O comissário falava numa audição parlamentar conjunta com as comissões de Assuntos Europeus e de Ambiente e Energia, na qual começou por dizer que o mundo está cada vez mais complicado e sem perspetivas de melhoria, apontando a situação geopolítica e guerras como a da Ucrânia ou do Irão.

A tudo isso juntam-se as alterações climáticas, lembrou.

“Não podemos ter ilusões quanto ao clima.

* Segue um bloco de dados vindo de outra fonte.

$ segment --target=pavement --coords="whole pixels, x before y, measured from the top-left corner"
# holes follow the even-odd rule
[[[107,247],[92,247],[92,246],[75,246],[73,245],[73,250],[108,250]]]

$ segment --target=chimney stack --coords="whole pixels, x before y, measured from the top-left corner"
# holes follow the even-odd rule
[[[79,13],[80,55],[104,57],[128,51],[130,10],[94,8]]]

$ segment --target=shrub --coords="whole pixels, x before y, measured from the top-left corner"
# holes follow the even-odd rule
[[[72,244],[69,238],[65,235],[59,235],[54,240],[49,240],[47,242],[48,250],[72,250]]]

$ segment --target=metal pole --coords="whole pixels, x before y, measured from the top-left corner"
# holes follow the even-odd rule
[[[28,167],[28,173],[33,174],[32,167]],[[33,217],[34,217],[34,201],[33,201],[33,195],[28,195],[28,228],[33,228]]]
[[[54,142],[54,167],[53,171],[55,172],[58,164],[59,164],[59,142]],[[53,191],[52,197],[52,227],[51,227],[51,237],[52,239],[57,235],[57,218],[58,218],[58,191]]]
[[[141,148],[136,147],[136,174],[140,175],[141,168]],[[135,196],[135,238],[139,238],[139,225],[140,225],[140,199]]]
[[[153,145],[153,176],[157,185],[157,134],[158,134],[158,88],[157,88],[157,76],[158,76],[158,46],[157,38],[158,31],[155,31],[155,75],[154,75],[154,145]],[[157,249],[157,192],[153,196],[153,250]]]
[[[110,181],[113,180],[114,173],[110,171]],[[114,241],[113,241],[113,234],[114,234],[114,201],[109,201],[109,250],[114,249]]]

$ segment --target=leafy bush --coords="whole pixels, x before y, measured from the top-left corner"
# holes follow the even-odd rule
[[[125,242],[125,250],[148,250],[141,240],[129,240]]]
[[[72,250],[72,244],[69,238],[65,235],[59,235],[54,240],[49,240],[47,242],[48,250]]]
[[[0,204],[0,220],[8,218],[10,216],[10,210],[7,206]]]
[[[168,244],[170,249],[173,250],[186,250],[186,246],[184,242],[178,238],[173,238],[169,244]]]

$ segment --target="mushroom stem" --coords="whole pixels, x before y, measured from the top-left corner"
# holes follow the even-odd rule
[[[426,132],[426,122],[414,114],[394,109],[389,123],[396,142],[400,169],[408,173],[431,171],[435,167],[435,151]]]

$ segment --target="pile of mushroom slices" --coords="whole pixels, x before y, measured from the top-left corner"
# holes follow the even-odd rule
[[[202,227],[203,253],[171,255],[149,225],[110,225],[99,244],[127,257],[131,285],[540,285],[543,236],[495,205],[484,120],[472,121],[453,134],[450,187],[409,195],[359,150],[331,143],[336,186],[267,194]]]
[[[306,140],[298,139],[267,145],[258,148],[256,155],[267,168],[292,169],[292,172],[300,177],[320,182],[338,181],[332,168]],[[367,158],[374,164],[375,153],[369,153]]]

Vai piorar antes de eventualmente melhorar”, referiu, apontando os impactos das alterações climáticas recentes em Portugal e afiançando que os eventos extremos se vão repetir e com mais intensidade.

Um aumento de 1,5ºC em relação à época pré-industrial “vai ter custos muito grandes”, pelo que é preciso garantir medidas para minimizar os problemas e para a adaptação, disse.

Wopke Hoekstra disse que é preciso avançar cada vez mais na produção de energia na UE, através de recursos naturais (eólica, solar e “eventualmente mais energia nuclear para os países que a têm”) acabando com a dependência de recursos fósseis.

Respondendo a perguntas dos deputados, o comissário enfatizou depois a necessidade de a UE ser menos dependente da China, na produção de baterias, mas também noutros domínios, e referiu-se a subsídios estatais (dados pela China por exemplo) para dizer que a competitividade é importante “desde que as condições sejam as mesmas”.

Sobre a produção de energias verdes, Wopke Hoekstra referiu a liderança da Península Ibérica e dos países escandinavos e apontou a necessidade de se imprimir na produção de baterias a mesma velocidade que aconteceu na produção de energia solar.

E sobre as interdependências energéticas, defendeu também mais colaboração, recordando que a UE nasceu exatamente da colaboração na área do carvão e do aço.

O comissário europeu termina esta terça-feira a visita de dois dias a Portugal.